The Storyteller’s Daughter

 

‘What happens next’ I beg, looking into my father’s face, pleading, hoping for just one more chapter of the story that pours from his mind into my small girl’s imagination. I clutch his arm, desperate for more breathless adventure about our young, dashing heroes as they struggle through Burmese jungle swamps, hiding from hellish fiends.

I can see the thick vines, the tangled foliage and impenetrable bamboo. I smell the fetid rising miasma of dank malarial pools, and hear the black-water fever mosquitoes whine. Water lily stems tangle my legs as I wade, chest deep with the men, rifles held above our heads.

The Storyteller

Alas, my father remains firm; the next chapter must wait for another night.
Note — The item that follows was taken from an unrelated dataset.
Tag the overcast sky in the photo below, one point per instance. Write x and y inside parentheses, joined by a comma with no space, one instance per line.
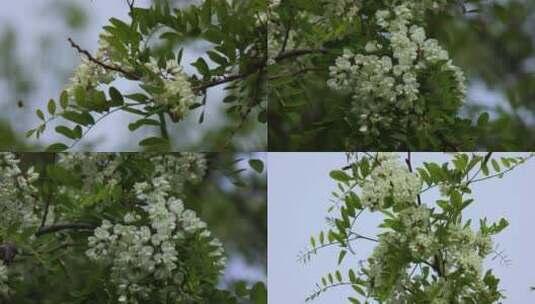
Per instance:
(299,191)
(36,21)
I implore, ‘just one more.’

My brother interferes. ‘You heard what he said. Why do you always persist?’

I flush with shame. Pulling up my sheet, I hide and hate my brother. If he hadn’t said anything, I might have prevailed.

They leave me in the dark to sleep. We, my siblings and I, listen nightly to my father’s stories while we spend school holidays with him. Why we have to live in Salisbury and he in Kariba is one of the many mysteries filling my life; one that I dare not question. I have no idea my parents are divorced.

I believe like me, my brothers are besotted with Dad’s fantasies. I am shocked, when as an adult I discover my brothers recall his stories as puerile. But when I was little, my greatest concern was how, to keep close that font of war adventures.

Now, alone in my bed, the curdling tingle of thrilling fear catches up with me as I lie in the dark. I begin to imagine the jungle closing in. I strain to catch shadows, stiff against the blackness that presses against my eyeballs. I imagine Imperial Japanese soldiers and pythons with girths the size of my father’s thigh, man-eating crocodiles, and tigers waiting in ambush. Shrinking further under my blanket, I listen for sounds beyond the cicada-shrill silence in my ears. I am alone and defenseless.

The next morning we pack to go home. ‘But what about the rest of the story’ I say, bewildered. How can we go home when Dad hasn’t finished the story? ‘Can you tell it now’ I ask but he is busy.

Sampson takes me to collect my bag. I love Samson who works with my Dad. Funny and gentle, he looks out for me because he says he has a daughter the same age. He never makes me feel like an annoying little girl, and he saved us from rolling into the lake, when my father left off the handbrake in the Land Rover.

I ask Sampson if he knows the story. If he can tell it to me before I go.
Careful, with polished words like river pebbles he says ‘no’ and shakes his head. ‘I do not know that story.’

I begin to cry and he takes pity on me. ‘You do not need that story. It is better to make your own because you can make it go where you want it to go’ he says looking down at me, his ebony cheeks bulging with his smile.

Surprised, I look at him through swamped eyes. ‘No I can’t. I don’t know what happens.’

‘You do not know, because you have not made it.’ Sampson says. ‘When you make it, then it is a story.’